We failed to prevent genocide in Bosnia. In Germany, the Nazis were appeased while they targeted Jews. The death cult of misfits that we face now cannot be allowed to get away with this any longer. In Iraq and Syria, Daesh’s statements have taken credit for the mass murder and persecution of Christians and have shown its clear intent to purge Christian communities from the area it claims as its own. As a country, we show a weakness by failing to acknowledge the extent of the persecution against Yazidis, Christians and other ethnic and religious minorities.
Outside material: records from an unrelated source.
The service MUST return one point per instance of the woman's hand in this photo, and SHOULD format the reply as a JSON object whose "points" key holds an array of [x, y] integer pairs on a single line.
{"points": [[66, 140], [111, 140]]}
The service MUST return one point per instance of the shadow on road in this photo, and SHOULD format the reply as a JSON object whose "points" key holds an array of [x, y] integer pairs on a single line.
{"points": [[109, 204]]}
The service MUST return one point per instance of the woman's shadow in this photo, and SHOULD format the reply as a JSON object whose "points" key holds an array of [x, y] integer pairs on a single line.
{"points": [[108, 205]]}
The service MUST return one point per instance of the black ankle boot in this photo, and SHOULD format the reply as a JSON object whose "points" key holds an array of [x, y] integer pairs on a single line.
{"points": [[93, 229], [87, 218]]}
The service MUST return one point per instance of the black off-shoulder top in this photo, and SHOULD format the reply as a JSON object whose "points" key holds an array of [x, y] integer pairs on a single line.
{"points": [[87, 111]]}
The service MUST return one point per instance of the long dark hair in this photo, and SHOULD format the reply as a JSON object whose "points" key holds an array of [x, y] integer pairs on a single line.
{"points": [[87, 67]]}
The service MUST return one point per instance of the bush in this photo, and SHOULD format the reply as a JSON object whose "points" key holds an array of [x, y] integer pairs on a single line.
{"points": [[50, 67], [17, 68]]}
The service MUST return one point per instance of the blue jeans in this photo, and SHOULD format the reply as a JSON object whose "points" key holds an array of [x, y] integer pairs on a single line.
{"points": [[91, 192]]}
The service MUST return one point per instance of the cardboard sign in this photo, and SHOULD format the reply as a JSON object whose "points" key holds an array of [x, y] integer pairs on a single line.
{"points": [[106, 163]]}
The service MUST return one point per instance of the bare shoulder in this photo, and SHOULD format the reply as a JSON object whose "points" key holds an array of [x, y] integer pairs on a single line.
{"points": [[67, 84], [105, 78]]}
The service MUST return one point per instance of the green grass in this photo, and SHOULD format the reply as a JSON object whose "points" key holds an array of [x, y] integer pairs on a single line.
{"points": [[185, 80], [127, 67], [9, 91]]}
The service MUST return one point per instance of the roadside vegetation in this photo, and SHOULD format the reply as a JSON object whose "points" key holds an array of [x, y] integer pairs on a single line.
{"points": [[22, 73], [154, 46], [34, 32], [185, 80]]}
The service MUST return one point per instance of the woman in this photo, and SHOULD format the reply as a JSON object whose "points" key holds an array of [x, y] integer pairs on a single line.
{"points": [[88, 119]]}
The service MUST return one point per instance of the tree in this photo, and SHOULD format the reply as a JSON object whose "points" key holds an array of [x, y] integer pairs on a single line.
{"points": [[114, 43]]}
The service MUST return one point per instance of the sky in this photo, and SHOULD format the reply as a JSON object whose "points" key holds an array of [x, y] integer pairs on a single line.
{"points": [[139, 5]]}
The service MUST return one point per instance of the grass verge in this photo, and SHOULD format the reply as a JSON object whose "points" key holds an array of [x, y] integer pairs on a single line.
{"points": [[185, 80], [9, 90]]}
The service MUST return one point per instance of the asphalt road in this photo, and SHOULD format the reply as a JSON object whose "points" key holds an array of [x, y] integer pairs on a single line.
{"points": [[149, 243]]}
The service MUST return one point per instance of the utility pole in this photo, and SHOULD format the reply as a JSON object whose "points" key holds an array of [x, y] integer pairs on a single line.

We are failing the victims of deliberate and targeted persecution, where race, faith and gender are all the excuse that Daesh needs to find new and innocent targets for mass murder. If we do not recognise these acts as genocide, we effectively declare that we are not willing to take all action necessary to bring it to an end and to bring the perpetrators to justice, as they deserve.
A week after the hon. Member for Ross, Skye and Lochaber (Ian Blackford) brought Nadia Murad to the House of Commons, I was fortunate enough to bring her to the Public Gallery here. In fact, she went up there with my wife who, incidentally, is the daughter of holocaust survivors. Afterwards, as I am sure the hon. Member for Ross, Skye and Lochaber will agree, Nadia was so grateful. I could not understand why she was so grateful to us, but I think it was because she had faith in this House. She genuinely believed that we would act to help her and her people. She was not one of our jaded constituents. She thought that this House meant something, and that we would do something to help her and her people.
My hon. Friend is right. As the oldest democracy in the world, we have a responsibility to Nadia Murad also.
We would be complicit in overlooking the scale of criminality that is ongoing and largely unpunished. That is not a position that a country steadfast in its commitment to fairness, freedom and justice should be relaxed about. The UN Security Council’s declaring these acts to be genocide is key to preventing the spread of terrorism and radicalisation, and it allows an international criminal tribunal to be set up to try the terrorists who are committing these heinous acts and to bring them to true justice. That is why I support the motion.
On 12 April, when the Minister was challenged on the issue, he said:
“I too believe that acts of genocide have taken place”.—[Official Report, 12 April 2016; Vol. 608, c. 165.]
I hope we can move on from that statement today.
My hon. Friend is absolutely right. It is not only tragic but bizarre and unimaginable that Daesh has taken its own religion and turned it into something so distinctly different from what was intended.
Last year I and several other Members persuaded the Government to create a £30 million cultural protection fund, and they are in the process of deciding the criteria for how that will be spent. Does my hon. Friend agree that some of the money should go to the heritage and sites of persecuted religious minorities, such as Christian and Yazidi groups in Syria and Iraq, to protect historic sites, churches and manuscripts for future generations?
I could not agree more. The cultural demolition is explicitly linked to the genocidal aims that we are discussing.
To say that Christians and Yazidis are victims of genocide is not to minimise the terrible suffering of others in the region. In a debate held on a similar motion in another place, Lord Bates was entirely right to point out that it is often Muslims who suffer the greatest brutality at the hands of Daesh. Over the past six months, the United States Congress, the Parliamentary Assembly of the Council of Europe and the US Secretary of State have all declared that Daesh is committing genocide.